On Fri, Apr 1, 2022 at 2:04 AM Thomas Munro <thomas.munro@gmail.com> wrote:
> The v1-0003 patch introduced smgropen_cond() to avoid the problem of
> IssuePendingWritebacks(), which does desynchronised smgropen() calls
> and could open files after the barrier but just before they are
> unlinked. Makes sense, but...
>
> 1. For that to actually work, we'd better call smgrcloseall() when
> PROCSIGNAL_BARRIER_SMGRRELEASE is handled; currently it only calls
> closeAllVds(). Here's a patch for that. But...
What if we instead changed our approach to fixing
IssuePendingWritebacks()? Design sketch:
1. We add a new flag, bool smgr_zonk, to SmgrRelationData. Initially it's false.
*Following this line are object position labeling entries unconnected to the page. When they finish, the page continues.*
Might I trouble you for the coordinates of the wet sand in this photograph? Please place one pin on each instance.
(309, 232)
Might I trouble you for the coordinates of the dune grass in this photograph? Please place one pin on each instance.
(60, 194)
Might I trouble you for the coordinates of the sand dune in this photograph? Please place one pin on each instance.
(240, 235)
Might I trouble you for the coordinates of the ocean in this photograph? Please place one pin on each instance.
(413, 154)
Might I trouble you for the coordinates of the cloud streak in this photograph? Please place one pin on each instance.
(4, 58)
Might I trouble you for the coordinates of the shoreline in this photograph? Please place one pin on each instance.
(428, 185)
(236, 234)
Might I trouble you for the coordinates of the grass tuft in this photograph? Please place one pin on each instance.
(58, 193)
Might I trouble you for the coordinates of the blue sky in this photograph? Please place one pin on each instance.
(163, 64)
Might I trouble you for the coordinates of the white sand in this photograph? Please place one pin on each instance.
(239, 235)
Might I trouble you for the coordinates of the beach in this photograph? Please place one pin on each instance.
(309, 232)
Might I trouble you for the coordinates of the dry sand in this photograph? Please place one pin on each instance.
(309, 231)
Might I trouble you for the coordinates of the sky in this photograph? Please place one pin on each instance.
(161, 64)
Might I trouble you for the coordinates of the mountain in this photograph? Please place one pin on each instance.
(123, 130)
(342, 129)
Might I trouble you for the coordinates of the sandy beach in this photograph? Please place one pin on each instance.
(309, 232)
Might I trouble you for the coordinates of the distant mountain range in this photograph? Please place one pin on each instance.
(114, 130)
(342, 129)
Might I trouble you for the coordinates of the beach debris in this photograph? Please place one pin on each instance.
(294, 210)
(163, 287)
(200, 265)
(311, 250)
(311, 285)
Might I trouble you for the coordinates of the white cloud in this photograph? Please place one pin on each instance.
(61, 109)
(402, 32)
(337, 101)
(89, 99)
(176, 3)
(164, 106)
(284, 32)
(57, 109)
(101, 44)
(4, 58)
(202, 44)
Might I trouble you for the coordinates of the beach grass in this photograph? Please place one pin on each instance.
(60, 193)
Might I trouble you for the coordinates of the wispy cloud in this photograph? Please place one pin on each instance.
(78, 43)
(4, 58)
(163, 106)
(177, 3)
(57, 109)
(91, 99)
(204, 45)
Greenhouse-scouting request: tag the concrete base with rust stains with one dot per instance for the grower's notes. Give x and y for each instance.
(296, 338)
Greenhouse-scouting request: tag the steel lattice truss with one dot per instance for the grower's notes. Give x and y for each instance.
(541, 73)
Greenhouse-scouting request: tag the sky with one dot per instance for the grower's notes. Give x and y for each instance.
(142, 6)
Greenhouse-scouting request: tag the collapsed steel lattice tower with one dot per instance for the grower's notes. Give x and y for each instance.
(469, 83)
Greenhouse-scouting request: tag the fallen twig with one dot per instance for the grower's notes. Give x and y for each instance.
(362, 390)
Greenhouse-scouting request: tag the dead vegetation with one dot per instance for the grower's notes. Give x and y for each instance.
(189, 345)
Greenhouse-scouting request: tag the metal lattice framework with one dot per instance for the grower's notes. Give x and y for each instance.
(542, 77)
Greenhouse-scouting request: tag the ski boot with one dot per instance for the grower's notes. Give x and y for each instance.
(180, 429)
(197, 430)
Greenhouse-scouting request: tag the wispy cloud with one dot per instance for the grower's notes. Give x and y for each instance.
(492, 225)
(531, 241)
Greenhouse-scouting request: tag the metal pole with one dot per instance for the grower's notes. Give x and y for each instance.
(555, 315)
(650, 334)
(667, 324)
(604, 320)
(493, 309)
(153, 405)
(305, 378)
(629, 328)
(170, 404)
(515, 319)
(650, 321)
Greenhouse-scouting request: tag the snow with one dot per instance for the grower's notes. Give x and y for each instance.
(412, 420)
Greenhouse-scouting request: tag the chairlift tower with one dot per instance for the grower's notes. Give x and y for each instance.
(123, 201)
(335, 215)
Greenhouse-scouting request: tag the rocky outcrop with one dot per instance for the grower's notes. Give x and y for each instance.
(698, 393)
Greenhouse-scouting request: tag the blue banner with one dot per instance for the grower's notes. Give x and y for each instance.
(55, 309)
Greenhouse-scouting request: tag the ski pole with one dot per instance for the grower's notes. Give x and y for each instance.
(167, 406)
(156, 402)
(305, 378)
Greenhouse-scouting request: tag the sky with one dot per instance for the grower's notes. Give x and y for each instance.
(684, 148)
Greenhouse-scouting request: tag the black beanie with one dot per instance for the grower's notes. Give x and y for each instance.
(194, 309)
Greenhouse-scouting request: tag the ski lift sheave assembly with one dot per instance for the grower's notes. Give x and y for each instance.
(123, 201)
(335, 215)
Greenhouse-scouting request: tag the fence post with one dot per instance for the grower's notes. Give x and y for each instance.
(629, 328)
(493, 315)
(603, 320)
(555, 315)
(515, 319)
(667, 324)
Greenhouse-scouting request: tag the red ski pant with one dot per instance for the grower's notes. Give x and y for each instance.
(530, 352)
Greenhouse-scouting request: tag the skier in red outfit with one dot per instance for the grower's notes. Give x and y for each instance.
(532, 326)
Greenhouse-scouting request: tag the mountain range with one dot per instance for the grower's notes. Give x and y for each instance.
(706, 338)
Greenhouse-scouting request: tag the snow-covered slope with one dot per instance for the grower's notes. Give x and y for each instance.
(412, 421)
2. Receipt of PROCSIGNAL_BARRIER_SMGRRELEASE sets smgr_zonk to true.
3. If you want, you can set it back to false any time you access the
smgr while holding a relation lock.
4. IssuePendingWritebacks() uses smgropen_cond(), as today, but that
function now refuses either to create a new smgr or to return one
where smgr_zonk is true.
I think this would be sufficient to guarantee that we never try to
write back to a relfilenode if we haven't had a lock on it since the
last PROCSIGNAL_BARRIER_SMGRRELEASE, which I think is the invariant we
need here?
My thinking here is that it's a lot easier to get away with marking
the content of a data structure invalid than it is to get away with
invalidating pointers to that data structure. If we can tinker with
the design so that the SMgrRelationData doesn't actually go away but
just gets a little bit more thoroughly invalidated, we could avoid
having to audit the entire code base for code that keeps smgr handles
around longer than would be possible with the design you demonstrate
here.
--
Robert Haas
EDB: http://www.enterprisedb.com